The bottom panel of Table 2 shows the 95 % confidence intervals for the exponentiated regression coefficients computed using each approach. For interpretability, we present the confidence intervals for the exponentiated regression coefficients rather than for the regression coefficients themselves. Each confidence interval is computed by taking the corresponding regression coefficient estimate, adding and subtracting the quantity 1.96 multiplied by the standard error estimate, and exponentiating both values. Beside each 95 % confidence interval, we also present the corresponding regression coefficient estimate (after exponentiation).

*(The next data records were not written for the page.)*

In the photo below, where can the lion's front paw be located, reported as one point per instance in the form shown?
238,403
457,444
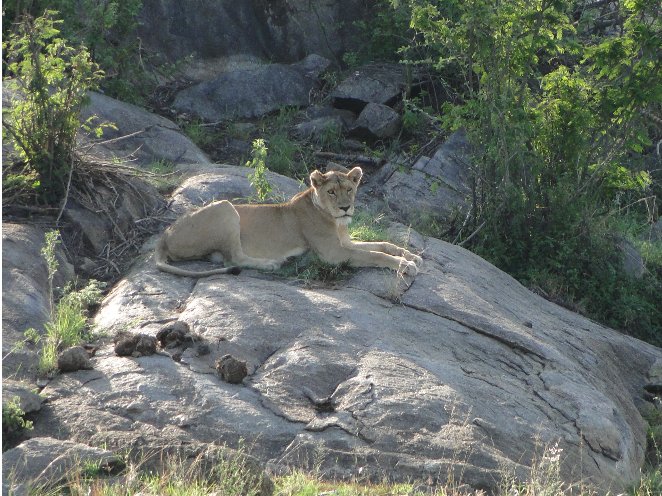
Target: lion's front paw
408,267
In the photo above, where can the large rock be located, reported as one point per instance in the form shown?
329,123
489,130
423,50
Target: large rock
282,31
152,138
115,216
227,182
434,187
25,298
376,121
252,92
470,374
375,83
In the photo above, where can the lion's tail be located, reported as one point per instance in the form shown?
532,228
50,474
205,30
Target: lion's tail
161,262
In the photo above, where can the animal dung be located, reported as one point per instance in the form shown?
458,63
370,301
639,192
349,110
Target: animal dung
175,335
230,369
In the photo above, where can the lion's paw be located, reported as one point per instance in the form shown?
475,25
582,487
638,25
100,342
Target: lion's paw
408,267
412,258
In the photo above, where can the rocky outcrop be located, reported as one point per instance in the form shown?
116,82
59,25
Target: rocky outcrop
252,92
140,138
434,187
376,121
281,31
227,182
377,83
464,372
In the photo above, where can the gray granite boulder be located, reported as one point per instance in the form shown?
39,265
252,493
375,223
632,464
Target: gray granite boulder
252,92
375,83
152,138
376,121
282,31
434,187
25,297
463,373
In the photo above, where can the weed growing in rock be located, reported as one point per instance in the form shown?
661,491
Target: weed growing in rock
13,421
212,472
258,178
68,319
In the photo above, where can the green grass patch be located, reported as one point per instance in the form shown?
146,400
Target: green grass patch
13,422
67,325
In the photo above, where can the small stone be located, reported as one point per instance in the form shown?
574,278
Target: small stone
231,370
146,345
73,359
174,334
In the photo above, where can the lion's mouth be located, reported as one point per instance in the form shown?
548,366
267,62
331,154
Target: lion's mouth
344,219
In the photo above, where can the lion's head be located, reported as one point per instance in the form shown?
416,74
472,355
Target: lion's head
334,192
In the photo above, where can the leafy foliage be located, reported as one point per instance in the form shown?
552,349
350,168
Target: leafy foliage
13,421
67,325
107,28
554,114
258,178
52,80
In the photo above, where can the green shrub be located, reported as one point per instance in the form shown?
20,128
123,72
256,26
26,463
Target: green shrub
258,178
52,80
107,28
67,325
13,421
554,117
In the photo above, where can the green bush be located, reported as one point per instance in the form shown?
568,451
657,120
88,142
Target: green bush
13,421
554,115
52,80
258,178
107,28
67,325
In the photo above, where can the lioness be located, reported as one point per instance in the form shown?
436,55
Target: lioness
264,236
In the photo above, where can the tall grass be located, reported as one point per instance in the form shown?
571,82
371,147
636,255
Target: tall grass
67,325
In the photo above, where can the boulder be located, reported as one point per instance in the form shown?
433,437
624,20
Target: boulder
227,182
115,215
73,358
464,373
316,129
252,92
375,83
41,462
28,400
25,298
281,31
152,138
434,187
376,121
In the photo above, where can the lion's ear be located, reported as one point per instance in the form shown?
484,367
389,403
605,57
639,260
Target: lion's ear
355,174
317,179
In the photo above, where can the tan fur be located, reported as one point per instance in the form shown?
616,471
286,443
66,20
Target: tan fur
264,236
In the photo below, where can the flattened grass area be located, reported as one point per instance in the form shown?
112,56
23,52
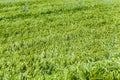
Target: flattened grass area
59,40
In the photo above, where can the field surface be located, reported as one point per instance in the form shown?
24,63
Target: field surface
59,40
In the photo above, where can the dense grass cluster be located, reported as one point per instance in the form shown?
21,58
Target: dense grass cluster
59,40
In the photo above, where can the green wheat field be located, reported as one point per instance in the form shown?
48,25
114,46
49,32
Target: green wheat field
59,39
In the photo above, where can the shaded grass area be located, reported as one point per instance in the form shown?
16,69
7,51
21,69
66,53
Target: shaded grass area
62,40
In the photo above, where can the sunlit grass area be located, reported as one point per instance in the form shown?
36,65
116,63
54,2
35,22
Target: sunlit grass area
59,40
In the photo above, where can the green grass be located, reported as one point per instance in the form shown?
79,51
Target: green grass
59,40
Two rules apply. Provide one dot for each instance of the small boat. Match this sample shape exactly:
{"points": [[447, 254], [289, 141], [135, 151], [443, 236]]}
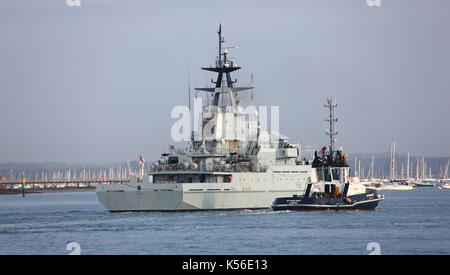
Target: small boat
{"points": [[392, 186], [331, 190]]}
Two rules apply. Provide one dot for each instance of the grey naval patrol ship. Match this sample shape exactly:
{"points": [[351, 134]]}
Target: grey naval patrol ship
{"points": [[247, 169]]}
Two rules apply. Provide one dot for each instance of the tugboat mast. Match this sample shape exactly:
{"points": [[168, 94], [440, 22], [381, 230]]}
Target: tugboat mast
{"points": [[331, 132]]}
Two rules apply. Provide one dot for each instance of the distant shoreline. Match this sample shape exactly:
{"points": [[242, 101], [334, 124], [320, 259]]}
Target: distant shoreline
{"points": [[46, 190]]}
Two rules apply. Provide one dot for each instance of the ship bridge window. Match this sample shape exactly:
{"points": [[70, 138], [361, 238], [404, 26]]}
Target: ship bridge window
{"points": [[336, 173], [319, 174], [172, 160]]}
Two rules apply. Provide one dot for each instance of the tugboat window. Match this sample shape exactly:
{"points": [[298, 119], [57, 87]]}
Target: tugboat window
{"points": [[319, 174]]}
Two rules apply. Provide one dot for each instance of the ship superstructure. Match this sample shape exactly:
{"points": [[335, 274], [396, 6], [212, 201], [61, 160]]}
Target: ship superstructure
{"points": [[232, 164]]}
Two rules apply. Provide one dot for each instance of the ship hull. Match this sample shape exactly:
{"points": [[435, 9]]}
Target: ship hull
{"points": [[138, 201], [352, 203]]}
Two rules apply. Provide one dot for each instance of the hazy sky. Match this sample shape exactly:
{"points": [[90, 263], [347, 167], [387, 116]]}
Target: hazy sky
{"points": [[96, 83]]}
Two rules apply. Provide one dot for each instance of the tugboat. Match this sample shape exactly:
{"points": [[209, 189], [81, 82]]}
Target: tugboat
{"points": [[329, 188]]}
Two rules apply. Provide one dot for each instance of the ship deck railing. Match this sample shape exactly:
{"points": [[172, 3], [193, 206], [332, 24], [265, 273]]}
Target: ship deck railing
{"points": [[208, 168]]}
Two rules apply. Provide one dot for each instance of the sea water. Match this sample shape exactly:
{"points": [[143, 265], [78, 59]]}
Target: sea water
{"points": [[406, 222]]}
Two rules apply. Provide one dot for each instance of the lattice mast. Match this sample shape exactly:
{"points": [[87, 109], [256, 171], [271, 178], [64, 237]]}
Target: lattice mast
{"points": [[331, 132]]}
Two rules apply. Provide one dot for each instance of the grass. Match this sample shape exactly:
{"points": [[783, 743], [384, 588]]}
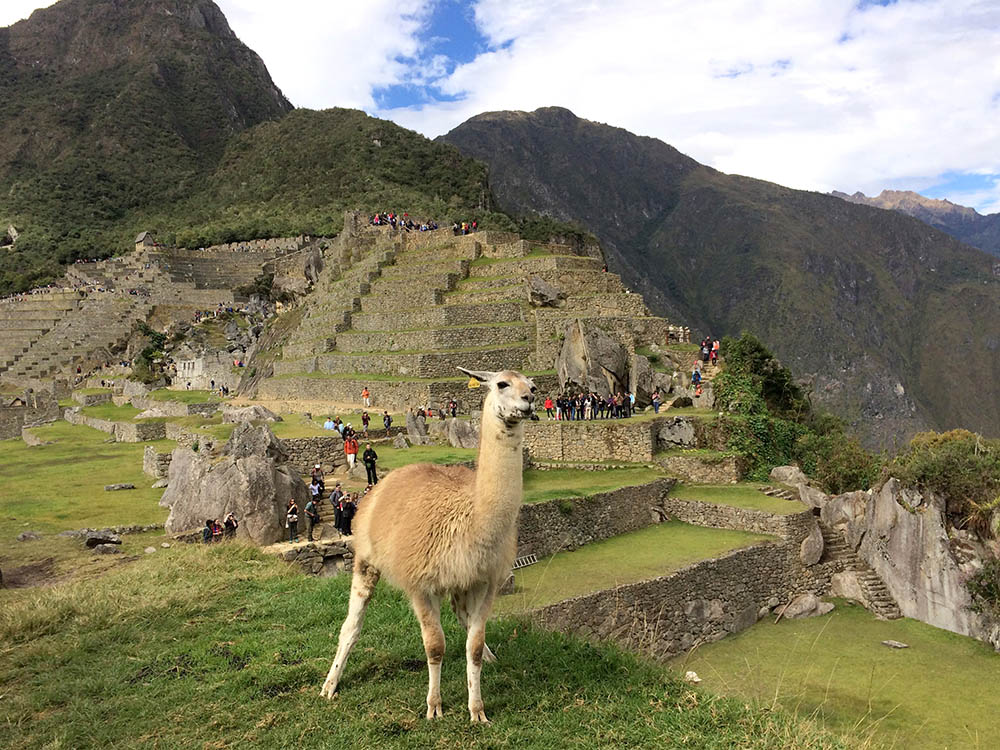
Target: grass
{"points": [[652, 552], [558, 483], [52, 488], [743, 495], [185, 397], [107, 410], [213, 647], [939, 693]]}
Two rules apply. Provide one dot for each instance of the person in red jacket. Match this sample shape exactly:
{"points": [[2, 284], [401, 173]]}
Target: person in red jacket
{"points": [[351, 450]]}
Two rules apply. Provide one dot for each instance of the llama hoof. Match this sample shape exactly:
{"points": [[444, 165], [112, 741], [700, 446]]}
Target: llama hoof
{"points": [[329, 691]]}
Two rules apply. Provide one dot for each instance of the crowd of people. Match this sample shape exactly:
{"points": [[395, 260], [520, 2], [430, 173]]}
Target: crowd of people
{"points": [[402, 221]]}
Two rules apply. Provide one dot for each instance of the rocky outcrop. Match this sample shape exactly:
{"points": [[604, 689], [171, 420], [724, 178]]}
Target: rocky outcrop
{"points": [[251, 480], [543, 294], [591, 359]]}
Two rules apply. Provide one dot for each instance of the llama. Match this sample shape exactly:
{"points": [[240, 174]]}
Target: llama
{"points": [[434, 531]]}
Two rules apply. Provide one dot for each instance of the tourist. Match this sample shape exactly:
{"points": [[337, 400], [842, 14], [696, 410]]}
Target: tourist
{"points": [[369, 457], [292, 520], [350, 449], [312, 515], [348, 514]]}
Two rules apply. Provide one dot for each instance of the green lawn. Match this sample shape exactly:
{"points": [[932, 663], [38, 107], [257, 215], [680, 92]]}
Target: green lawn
{"points": [[743, 495], [558, 483], [55, 487], [939, 693], [648, 553], [185, 397], [220, 647]]}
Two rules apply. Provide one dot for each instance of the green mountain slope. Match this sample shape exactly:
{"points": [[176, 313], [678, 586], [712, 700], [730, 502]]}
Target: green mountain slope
{"points": [[109, 108], [896, 324]]}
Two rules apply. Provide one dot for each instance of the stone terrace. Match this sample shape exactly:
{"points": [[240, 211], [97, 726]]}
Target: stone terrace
{"points": [[400, 312]]}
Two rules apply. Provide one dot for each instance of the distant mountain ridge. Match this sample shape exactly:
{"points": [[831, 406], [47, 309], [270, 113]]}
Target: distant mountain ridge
{"points": [[961, 222], [872, 305]]}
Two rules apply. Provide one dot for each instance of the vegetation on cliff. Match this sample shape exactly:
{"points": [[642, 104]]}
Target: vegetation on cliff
{"points": [[873, 305]]}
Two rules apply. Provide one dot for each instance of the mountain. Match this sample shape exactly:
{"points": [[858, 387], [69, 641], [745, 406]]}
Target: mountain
{"points": [[961, 222], [896, 324], [110, 107]]}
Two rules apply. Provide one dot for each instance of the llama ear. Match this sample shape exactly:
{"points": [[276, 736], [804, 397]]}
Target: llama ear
{"points": [[483, 376]]}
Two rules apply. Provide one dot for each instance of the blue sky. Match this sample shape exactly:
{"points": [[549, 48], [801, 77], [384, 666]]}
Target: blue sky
{"points": [[814, 94]]}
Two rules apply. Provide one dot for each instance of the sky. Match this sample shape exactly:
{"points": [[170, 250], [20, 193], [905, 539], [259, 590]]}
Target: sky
{"points": [[814, 94]]}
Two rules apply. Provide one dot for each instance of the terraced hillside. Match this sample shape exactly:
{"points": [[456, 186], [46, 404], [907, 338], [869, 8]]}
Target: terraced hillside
{"points": [[398, 313]]}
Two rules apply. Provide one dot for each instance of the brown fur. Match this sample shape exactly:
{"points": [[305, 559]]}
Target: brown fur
{"points": [[435, 531]]}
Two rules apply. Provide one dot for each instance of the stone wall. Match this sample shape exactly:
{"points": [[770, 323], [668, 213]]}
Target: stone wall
{"points": [[13, 418], [154, 464], [727, 470], [704, 602], [793, 526], [557, 525], [615, 440]]}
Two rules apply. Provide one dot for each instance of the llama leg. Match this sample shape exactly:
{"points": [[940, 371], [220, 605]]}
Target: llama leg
{"points": [[362, 586], [480, 601], [460, 606], [428, 611]]}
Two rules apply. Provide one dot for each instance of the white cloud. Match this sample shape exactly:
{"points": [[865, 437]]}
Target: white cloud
{"points": [[814, 94]]}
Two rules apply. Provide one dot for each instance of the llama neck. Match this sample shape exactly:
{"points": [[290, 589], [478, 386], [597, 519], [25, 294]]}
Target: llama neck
{"points": [[499, 485]]}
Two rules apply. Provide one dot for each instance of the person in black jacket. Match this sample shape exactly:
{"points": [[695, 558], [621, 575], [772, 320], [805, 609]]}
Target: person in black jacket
{"points": [[370, 457]]}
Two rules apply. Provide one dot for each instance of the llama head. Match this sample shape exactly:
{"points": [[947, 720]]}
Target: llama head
{"points": [[511, 396]]}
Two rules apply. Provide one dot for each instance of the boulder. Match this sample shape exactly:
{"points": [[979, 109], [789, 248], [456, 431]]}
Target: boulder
{"points": [[790, 475], [543, 294], [247, 440], [255, 413], [251, 480], [811, 549], [806, 605], [906, 541], [102, 538], [810, 496], [675, 431], [31, 439], [461, 433], [591, 359]]}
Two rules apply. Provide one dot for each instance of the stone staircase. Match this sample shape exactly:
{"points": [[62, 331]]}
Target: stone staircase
{"points": [[878, 599]]}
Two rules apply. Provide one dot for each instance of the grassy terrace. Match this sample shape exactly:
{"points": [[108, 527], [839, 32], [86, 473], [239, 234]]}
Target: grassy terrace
{"points": [[641, 555], [222, 647], [540, 486], [743, 495], [55, 487], [939, 693]]}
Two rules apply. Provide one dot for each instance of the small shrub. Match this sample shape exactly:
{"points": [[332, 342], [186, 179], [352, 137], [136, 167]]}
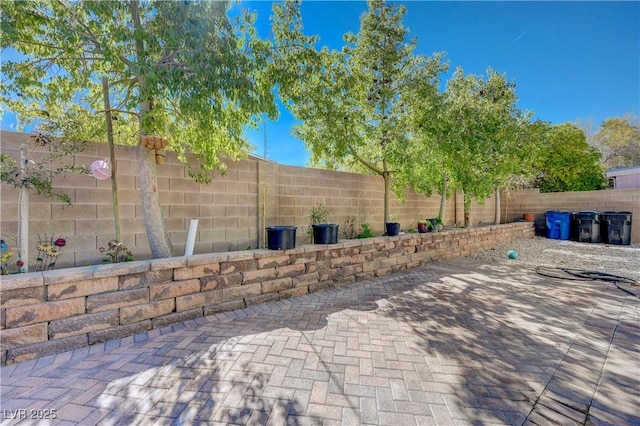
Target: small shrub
{"points": [[116, 252]]}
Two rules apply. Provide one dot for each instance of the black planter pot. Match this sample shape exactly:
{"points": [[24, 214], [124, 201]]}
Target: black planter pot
{"points": [[325, 233], [281, 237], [393, 228]]}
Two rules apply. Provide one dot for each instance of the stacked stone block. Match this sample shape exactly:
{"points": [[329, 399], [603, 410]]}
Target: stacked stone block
{"points": [[53, 311]]}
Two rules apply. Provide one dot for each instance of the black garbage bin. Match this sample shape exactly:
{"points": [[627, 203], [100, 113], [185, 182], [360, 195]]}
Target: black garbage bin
{"points": [[585, 227], [325, 233], [616, 228]]}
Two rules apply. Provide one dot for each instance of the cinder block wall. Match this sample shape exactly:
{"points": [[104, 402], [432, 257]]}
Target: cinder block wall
{"points": [[232, 210], [43, 313]]}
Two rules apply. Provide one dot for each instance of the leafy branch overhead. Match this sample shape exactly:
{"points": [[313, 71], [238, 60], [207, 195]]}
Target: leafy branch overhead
{"points": [[354, 103], [186, 71]]}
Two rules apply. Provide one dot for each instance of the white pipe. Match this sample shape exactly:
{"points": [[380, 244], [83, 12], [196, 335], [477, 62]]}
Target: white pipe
{"points": [[191, 237], [23, 200]]}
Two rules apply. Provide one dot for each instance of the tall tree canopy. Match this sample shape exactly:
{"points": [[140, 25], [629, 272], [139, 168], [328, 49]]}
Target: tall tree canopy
{"points": [[475, 136], [353, 104], [568, 163], [182, 70], [618, 141]]}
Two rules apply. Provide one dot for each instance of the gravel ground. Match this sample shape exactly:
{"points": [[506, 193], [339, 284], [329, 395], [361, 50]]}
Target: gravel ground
{"points": [[539, 251]]}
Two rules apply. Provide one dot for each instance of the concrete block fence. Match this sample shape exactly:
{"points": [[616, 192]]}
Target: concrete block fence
{"points": [[43, 313]]}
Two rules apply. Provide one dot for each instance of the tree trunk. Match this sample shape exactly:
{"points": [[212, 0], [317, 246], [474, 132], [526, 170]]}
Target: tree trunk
{"points": [[157, 234], [387, 188], [497, 206], [443, 197], [467, 210]]}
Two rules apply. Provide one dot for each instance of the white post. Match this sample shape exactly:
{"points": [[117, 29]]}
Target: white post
{"points": [[191, 237], [23, 199]]}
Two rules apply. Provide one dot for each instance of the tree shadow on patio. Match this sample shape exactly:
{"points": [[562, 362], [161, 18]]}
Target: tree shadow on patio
{"points": [[496, 336]]}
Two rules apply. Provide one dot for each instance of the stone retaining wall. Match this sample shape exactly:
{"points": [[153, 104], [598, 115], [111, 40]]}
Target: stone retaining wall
{"points": [[44, 313]]}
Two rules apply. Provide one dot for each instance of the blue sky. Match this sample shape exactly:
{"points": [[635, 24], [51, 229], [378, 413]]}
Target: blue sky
{"points": [[571, 60]]}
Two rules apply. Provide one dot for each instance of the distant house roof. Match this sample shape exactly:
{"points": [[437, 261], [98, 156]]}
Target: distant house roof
{"points": [[259, 158], [623, 171]]}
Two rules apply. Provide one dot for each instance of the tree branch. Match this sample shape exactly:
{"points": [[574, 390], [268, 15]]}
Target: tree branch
{"points": [[366, 163]]}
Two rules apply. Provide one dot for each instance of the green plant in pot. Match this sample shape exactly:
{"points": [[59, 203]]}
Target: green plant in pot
{"points": [[424, 226], [393, 227], [320, 231]]}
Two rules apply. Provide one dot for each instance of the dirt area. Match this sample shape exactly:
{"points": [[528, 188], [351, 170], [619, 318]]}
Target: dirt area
{"points": [[544, 252]]}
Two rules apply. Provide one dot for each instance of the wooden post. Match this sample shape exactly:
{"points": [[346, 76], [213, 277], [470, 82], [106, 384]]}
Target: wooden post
{"points": [[112, 158]]}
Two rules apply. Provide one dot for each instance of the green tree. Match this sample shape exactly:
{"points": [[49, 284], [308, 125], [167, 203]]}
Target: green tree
{"points": [[568, 163], [618, 141], [354, 104], [478, 137], [182, 70]]}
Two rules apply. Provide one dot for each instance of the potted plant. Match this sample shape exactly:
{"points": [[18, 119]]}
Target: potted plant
{"points": [[393, 227], [423, 226], [436, 224], [320, 230]]}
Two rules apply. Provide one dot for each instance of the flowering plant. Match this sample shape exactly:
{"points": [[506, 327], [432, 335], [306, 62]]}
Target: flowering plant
{"points": [[48, 252], [7, 266]]}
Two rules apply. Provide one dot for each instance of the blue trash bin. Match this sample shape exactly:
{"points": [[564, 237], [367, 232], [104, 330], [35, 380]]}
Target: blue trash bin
{"points": [[558, 225]]}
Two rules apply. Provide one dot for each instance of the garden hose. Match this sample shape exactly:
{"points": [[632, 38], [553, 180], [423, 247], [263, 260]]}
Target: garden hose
{"points": [[579, 274]]}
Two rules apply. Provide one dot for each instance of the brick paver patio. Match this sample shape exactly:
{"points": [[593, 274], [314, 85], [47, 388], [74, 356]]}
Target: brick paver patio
{"points": [[454, 343]]}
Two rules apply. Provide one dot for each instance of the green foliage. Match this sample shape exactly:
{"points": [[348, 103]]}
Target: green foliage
{"points": [[116, 252], [318, 214], [354, 104], [569, 163], [349, 229], [366, 231], [184, 70], [474, 136], [618, 142], [39, 174]]}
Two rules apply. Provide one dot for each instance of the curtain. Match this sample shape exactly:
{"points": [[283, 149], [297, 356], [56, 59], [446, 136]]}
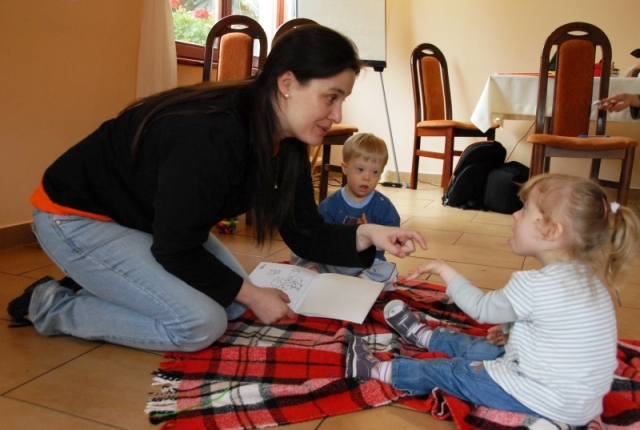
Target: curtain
{"points": [[157, 64]]}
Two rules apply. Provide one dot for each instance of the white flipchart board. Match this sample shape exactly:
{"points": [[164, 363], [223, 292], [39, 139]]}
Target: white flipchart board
{"points": [[363, 21]]}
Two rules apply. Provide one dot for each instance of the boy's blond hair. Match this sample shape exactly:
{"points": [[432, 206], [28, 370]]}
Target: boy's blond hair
{"points": [[367, 146]]}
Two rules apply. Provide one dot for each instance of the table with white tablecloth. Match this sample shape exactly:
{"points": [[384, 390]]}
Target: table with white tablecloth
{"points": [[514, 96]]}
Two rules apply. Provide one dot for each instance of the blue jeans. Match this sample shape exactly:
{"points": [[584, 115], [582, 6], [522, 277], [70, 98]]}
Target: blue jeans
{"points": [[127, 297], [462, 376]]}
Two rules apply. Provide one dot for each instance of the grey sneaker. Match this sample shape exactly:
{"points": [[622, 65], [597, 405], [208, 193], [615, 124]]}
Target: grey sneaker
{"points": [[360, 360], [399, 316]]}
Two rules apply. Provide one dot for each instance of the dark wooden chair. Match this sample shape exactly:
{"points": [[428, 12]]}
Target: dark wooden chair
{"points": [[337, 135], [235, 35], [289, 25], [433, 111], [558, 135]]}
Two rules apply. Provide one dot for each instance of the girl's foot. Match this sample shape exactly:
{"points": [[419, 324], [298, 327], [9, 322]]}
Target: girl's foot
{"points": [[399, 316], [19, 307], [361, 363]]}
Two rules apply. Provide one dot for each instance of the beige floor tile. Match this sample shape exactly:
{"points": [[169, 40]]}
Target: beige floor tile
{"points": [[630, 295], [385, 417], [22, 259], [493, 218], [472, 255], [459, 226], [108, 385], [628, 323], [442, 237], [20, 415], [410, 202], [27, 355], [437, 212], [485, 241]]}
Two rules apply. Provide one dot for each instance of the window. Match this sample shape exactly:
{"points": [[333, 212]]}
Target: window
{"points": [[192, 20]]}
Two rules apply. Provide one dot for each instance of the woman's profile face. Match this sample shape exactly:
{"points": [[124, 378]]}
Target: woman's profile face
{"points": [[307, 111]]}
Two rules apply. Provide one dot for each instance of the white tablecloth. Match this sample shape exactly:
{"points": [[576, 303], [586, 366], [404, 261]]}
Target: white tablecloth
{"points": [[515, 96]]}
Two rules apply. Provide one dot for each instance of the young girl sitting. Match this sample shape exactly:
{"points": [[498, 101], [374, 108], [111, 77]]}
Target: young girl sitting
{"points": [[560, 353]]}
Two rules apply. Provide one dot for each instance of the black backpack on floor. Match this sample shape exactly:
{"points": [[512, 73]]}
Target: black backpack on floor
{"points": [[501, 191], [482, 180], [466, 188]]}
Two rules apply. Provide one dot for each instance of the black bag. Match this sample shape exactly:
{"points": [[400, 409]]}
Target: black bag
{"points": [[467, 186], [501, 192]]}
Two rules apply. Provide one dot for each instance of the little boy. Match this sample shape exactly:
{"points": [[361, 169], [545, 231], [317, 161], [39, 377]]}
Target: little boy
{"points": [[363, 159]]}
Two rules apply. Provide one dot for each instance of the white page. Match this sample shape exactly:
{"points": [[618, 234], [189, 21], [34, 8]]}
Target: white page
{"points": [[341, 297], [293, 280], [327, 295]]}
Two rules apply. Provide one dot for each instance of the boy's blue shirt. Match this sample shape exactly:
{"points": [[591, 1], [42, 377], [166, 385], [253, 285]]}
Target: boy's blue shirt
{"points": [[338, 209]]}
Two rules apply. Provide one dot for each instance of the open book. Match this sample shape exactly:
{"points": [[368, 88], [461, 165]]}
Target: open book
{"points": [[328, 295]]}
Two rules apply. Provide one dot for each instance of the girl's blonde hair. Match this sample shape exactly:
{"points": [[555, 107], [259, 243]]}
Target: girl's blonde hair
{"points": [[582, 208], [367, 146]]}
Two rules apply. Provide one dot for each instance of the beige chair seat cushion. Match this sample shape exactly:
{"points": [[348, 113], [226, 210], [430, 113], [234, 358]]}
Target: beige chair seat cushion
{"points": [[446, 123], [583, 143]]}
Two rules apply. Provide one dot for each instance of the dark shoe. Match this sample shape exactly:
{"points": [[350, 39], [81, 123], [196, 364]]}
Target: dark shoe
{"points": [[19, 307], [360, 360], [399, 316], [70, 283]]}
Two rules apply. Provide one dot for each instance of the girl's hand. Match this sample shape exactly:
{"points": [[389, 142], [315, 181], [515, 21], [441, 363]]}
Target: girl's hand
{"points": [[269, 304], [394, 240], [496, 336], [436, 267], [618, 102]]}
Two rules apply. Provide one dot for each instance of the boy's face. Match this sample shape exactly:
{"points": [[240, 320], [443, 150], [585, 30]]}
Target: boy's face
{"points": [[362, 177]]}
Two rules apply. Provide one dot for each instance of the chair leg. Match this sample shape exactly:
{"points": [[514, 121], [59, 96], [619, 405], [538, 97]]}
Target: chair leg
{"points": [[537, 160], [413, 184], [595, 168], [447, 166], [625, 176]]}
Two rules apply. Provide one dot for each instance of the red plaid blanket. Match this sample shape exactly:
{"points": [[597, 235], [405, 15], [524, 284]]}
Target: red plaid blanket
{"points": [[260, 376]]}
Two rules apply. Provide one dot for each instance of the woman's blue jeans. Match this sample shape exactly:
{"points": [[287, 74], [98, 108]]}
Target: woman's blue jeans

Although there are some differences between the confidence intervals computed by the different approaches, the qualitative conclusions are the same. The various approaches all find that a person’s hazard for frailty increases with higher age, holding the other factors constant. Also, the hazard for frailty is lower for those who have education beyond high school than for those who have a high school education or less. Females have a higher hazard than males, holding other factors constant. All of the approaches concluded that the hazard for frailty is not statistically different between those who have ever smoked versus those who have never smoked, but the point estimate suggests that smoking raises the hazard. The hazard for frailty increases with higher CRP level, holding other factors constant.

6 Simulation studies

Through simulation, we evaluate the Cox and PG models in the grouped data setting. For the Cox model, the Laplace, Analytic, Efron’s, and Breslow’s tie-handling methods are separately applied. We compare the regression coefficient estimators with respect to bias, standard error, and root-mean-square error. Also, we evaluate the actual coverage probability of the nominal 95 % confidence interval for each method.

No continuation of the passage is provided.